Responses to the Chinese cyber threat

So what can the U.S. do to respond to the advanced, persistent Chinese government cyber threat and safeguard national security? According to FBI Director Christopher Wray, there has to be a mindset change in America. Instead of focusing on preventing attacks from taking place, corporations and government entities should be focused on detecting and then mitigating threats. In other words, only a naïve person would assume that U.S. networks could be made 100% secure against the Chinese cyber threat. Instead, corporations and government agencies must find new ways to detect threats already present within their networks.

In addition, universities also have a role to play in defending national security. They must become much more aggressive about protecting themselves from exploitation. Chinese intelligence officials are becoming so adept at using students, researchers and academics to steal technology that U.S. universities need to wake up to this fact. Otherwise, they might be facing a situation in which the results of tens of millions of dollars of U.S. government funding have essentially been diverted to China. And private corporations should re-think current practices, such as storing any of their sensitive corporate data on Chinese servers based in China. According to Chinese laws, it is relatively easy for the Chinese state to get access to this data as needed.
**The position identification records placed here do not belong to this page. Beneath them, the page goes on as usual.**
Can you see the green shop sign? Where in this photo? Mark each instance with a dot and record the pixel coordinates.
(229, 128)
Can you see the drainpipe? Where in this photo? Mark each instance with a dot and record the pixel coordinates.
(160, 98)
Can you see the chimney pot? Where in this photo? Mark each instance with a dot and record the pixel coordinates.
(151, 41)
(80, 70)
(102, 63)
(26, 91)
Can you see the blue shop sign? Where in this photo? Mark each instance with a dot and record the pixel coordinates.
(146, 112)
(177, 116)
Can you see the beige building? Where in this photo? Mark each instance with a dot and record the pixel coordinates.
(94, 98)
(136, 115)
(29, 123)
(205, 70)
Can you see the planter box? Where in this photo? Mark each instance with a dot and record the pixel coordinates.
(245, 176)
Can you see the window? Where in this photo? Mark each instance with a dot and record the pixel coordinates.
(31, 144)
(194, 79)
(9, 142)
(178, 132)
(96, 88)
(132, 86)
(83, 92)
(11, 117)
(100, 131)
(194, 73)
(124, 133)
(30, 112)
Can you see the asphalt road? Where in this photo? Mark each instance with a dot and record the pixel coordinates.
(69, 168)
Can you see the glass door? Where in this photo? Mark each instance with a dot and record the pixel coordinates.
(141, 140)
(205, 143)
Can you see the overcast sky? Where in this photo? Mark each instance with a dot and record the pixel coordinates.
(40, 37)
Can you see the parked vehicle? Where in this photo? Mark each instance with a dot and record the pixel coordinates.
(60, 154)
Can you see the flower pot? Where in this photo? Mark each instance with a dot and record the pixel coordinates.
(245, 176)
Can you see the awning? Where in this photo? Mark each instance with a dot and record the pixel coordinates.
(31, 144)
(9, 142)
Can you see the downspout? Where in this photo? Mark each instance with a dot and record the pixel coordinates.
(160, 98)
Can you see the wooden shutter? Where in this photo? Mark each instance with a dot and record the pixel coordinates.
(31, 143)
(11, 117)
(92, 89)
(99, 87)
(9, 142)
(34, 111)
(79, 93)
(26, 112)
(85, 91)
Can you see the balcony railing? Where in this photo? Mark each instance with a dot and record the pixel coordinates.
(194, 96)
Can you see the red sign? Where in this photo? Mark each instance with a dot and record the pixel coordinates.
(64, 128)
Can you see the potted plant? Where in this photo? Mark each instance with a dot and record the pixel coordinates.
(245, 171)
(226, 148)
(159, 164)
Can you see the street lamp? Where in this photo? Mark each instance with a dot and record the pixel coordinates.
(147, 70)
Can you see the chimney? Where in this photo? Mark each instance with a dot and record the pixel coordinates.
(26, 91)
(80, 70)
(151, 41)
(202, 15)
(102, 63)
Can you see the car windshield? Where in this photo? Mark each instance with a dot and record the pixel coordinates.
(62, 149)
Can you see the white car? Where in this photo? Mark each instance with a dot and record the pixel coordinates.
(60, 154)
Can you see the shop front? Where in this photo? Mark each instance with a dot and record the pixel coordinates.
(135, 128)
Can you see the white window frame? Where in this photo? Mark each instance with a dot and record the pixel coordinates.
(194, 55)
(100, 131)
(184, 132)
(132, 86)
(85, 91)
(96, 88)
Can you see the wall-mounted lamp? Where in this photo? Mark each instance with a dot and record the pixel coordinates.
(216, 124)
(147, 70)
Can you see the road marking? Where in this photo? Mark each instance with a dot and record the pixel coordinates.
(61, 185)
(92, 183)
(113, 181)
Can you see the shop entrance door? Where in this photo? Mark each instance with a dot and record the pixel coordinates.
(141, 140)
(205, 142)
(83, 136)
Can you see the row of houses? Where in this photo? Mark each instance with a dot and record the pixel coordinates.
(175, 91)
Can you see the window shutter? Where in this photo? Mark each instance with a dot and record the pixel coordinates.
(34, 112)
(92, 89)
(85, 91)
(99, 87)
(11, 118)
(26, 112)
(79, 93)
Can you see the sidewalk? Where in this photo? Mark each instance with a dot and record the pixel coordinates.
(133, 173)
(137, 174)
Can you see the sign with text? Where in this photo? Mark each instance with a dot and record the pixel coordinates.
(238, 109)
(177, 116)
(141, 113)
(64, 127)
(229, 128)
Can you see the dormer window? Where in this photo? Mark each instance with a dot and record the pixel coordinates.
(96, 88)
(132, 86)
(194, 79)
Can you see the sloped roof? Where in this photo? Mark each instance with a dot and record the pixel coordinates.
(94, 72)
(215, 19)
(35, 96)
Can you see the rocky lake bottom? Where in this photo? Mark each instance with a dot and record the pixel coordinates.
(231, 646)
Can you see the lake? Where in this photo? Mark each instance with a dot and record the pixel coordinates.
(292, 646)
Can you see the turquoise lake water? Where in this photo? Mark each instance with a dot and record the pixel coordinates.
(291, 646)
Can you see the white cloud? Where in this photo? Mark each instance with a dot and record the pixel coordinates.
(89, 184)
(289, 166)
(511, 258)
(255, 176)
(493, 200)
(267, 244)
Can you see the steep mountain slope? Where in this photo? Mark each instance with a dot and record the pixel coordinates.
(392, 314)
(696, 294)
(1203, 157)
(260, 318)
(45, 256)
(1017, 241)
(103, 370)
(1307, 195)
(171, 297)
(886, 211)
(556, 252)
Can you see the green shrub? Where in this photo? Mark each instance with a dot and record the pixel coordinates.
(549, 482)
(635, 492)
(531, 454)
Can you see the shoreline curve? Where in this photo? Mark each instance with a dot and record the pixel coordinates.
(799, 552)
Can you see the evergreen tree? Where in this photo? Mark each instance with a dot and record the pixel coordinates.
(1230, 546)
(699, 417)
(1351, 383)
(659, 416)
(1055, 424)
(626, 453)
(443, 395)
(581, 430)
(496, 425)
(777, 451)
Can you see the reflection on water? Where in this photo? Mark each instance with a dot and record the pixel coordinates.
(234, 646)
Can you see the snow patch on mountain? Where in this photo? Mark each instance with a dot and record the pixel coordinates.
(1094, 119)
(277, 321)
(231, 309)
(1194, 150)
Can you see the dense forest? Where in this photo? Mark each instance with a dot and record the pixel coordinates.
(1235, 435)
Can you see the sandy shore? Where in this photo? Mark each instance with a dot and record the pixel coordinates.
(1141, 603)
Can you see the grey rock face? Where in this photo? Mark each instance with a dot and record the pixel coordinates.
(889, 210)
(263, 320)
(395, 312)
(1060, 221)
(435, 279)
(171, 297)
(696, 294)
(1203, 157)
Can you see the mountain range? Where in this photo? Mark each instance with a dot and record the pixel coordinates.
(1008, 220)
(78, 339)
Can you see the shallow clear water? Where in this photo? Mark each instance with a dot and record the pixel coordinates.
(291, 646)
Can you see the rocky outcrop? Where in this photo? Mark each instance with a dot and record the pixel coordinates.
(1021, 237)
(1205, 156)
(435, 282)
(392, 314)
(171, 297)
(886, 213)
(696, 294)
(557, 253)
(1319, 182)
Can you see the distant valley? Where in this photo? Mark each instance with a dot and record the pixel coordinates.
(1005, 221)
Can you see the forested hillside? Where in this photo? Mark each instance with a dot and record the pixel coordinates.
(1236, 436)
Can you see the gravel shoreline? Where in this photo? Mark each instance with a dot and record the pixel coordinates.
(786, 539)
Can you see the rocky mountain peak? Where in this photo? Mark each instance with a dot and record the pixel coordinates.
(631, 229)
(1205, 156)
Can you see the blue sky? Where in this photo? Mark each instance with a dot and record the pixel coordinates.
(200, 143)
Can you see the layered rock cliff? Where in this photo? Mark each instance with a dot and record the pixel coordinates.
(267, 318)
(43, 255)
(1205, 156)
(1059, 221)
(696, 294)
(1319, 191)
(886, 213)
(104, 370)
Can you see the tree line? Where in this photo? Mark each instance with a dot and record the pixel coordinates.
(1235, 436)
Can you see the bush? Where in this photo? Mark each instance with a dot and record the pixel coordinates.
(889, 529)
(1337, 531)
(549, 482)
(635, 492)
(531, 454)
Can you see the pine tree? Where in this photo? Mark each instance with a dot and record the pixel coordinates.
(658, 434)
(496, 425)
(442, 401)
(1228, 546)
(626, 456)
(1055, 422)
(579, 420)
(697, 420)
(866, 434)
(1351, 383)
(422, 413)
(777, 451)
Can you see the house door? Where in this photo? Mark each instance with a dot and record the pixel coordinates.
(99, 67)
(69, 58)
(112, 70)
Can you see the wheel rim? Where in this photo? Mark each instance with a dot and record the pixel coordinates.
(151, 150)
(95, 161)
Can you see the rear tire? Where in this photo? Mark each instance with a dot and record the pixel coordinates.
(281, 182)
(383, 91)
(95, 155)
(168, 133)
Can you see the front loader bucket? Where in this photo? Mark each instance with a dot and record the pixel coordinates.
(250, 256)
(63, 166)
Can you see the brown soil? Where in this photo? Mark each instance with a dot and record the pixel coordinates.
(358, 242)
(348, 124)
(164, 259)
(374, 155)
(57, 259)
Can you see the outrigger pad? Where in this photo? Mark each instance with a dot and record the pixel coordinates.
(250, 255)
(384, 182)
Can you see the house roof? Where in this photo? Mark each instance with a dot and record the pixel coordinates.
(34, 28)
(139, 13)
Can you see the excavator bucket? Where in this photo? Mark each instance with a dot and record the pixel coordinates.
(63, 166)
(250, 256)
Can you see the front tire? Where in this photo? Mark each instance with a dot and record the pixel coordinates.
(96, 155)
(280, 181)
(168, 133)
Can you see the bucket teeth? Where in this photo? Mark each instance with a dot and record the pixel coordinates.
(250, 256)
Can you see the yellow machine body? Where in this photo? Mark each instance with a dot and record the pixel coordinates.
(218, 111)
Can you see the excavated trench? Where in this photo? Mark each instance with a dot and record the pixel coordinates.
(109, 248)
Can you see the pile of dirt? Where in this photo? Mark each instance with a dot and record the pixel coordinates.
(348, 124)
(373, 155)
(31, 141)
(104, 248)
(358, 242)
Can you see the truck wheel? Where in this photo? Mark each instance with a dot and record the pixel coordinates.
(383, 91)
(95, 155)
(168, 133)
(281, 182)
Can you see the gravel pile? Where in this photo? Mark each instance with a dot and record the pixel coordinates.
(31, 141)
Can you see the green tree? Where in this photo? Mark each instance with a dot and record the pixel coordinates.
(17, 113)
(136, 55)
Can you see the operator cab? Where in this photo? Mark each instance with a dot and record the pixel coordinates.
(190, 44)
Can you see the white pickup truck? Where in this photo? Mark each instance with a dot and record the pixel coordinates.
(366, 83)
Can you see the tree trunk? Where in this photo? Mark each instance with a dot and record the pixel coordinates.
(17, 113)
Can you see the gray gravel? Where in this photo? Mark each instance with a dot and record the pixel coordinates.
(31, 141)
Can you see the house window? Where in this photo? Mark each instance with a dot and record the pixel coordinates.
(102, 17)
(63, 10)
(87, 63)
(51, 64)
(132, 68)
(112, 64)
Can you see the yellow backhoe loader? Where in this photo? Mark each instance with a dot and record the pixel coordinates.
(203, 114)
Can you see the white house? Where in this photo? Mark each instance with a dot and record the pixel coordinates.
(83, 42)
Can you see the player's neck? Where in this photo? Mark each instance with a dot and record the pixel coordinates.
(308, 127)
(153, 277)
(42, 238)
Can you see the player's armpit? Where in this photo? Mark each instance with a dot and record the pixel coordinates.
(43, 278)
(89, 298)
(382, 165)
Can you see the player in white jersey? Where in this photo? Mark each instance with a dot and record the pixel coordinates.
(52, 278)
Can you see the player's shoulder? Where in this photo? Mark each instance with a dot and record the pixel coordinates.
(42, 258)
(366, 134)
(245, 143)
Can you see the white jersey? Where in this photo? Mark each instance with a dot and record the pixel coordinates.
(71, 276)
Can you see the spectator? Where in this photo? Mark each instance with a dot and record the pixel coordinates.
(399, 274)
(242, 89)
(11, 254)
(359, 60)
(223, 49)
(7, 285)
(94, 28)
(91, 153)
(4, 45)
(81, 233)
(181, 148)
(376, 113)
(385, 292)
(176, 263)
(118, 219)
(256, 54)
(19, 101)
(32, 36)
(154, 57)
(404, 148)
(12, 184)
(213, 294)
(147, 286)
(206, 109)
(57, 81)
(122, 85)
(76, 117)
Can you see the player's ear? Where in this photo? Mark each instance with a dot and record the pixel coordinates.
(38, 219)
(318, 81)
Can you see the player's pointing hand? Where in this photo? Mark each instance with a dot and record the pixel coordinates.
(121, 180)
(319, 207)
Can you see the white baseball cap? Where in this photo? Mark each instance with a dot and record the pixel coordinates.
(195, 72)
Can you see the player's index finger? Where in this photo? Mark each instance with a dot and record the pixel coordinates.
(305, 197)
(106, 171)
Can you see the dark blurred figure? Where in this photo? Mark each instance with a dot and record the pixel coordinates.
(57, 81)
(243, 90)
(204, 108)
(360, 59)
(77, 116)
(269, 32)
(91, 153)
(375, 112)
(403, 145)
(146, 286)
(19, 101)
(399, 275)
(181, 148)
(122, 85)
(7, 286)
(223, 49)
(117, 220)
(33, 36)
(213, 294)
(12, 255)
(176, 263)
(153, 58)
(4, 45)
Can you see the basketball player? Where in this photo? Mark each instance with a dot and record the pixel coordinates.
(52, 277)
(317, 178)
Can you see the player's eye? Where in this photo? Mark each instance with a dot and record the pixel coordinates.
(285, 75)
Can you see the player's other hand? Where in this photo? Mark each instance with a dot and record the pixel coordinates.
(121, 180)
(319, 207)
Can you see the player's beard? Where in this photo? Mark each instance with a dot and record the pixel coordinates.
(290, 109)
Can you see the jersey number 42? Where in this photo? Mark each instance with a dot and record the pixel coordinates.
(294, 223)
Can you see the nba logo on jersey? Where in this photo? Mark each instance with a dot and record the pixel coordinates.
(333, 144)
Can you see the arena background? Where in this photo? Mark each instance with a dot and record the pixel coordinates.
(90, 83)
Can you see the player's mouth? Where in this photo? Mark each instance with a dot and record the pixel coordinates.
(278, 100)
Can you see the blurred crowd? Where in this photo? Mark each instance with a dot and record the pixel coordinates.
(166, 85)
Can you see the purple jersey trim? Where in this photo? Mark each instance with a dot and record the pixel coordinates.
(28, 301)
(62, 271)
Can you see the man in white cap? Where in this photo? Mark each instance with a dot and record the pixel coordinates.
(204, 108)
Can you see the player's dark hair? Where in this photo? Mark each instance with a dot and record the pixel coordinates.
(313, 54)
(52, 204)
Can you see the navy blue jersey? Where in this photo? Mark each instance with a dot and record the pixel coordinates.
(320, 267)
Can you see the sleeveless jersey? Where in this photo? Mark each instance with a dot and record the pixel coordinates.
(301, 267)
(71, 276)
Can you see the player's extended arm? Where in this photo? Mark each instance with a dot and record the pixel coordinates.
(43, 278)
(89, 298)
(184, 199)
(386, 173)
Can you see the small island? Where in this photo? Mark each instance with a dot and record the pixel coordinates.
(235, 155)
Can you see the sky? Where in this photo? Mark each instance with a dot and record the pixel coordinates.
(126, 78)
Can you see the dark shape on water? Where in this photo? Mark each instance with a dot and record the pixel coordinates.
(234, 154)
New approaches to cyber defense

The big question, of course, is whether the U.S. will eventually carry out a much more offensively-minded strategy in order to deter the Chinese cyber threat and protect national security. For example, suggests U.S. Senator Mitt Romney, the U.S. government might engage in a strategy of “mutually assured disruption,” in which U.S. intelligence agencies carry out tit-for-tat cyber attacks against the Chinese. That might at least make China re-think its approach to counterintelligence, say some U.S. lawmakers.

Of course, there is always the risk of escalating things too far, too fast, but obviously, something needs to be done to mitigate the Chinese cyber theat. It’s now possible to argue that the unofficial Chinese technological development strategy of “rob, replicate, replace” has gone too far already. If the U.S. is serious about protecting national security, then it needs to meet the Chinese cyber threat head-on.